Ronald James Gillespie, CM (August 21, 1924), a chemistry professor at McMaster University, specializes in the field of Molecular Geometry in Chemistry. In 2007 he was awarded the Order of Canada.[1]
He was educated at the University of London obtaining a B.Sc in 1945, a Ph.D in 1949 and a D.Sc in 1957. He was Assistant Lecturer and then Lecturer in the Department of Chemistry at University College London in England from 1950 to 1958. He moved to McMaster University, Hamilton, Ontario, Canada in 1958 and is now emeritus professor. He was elected as a Fellow of the Royal Society of Canada in 1965 and a Fellow of the Royal Society of London in 1977.

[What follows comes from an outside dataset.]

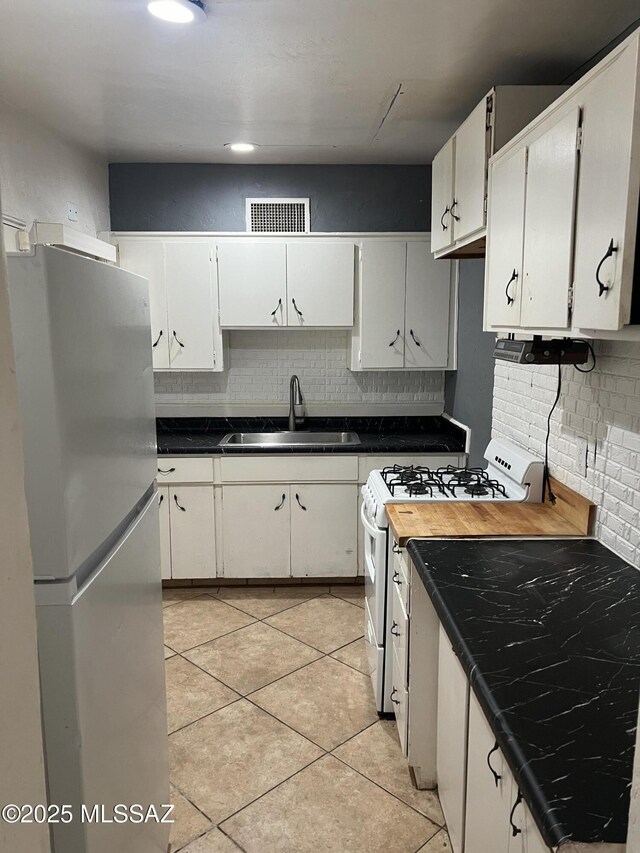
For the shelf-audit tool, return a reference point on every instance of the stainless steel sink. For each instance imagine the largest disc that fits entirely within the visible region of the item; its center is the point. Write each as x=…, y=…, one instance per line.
x=288, y=439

Gillespie has done extensive work on expanding the idea of the Valence Shell Electron Pair Repulsion (VSEPR) model of Molecular Geometry, which he developed with Ronald Nyholm, and setting the rules for assigning numbers. He has written several books on this VSEPR topic in chemistry. With other workers he developed LCP theory, (ligand close packing theory), which for some molecules allows geometry to be predicted on the basis of ligand-ligand repulsions. Gillespie has also done extensive work on interpreting the covalent radius of fluorine. The covalent radius of most atoms is found by taking half the length of a single bond between two similar atoms in a neutral molecule. Calculating the covalent radius for fluorine is more difficult because of its high electronegativity compared to its small atomic radius size. Ronald Gillespie’s work on the bond length of fluorine focuses on theoretically determining the covalent radius of fluorine by examining its covalent radius when it is attached to several different atoms.[2]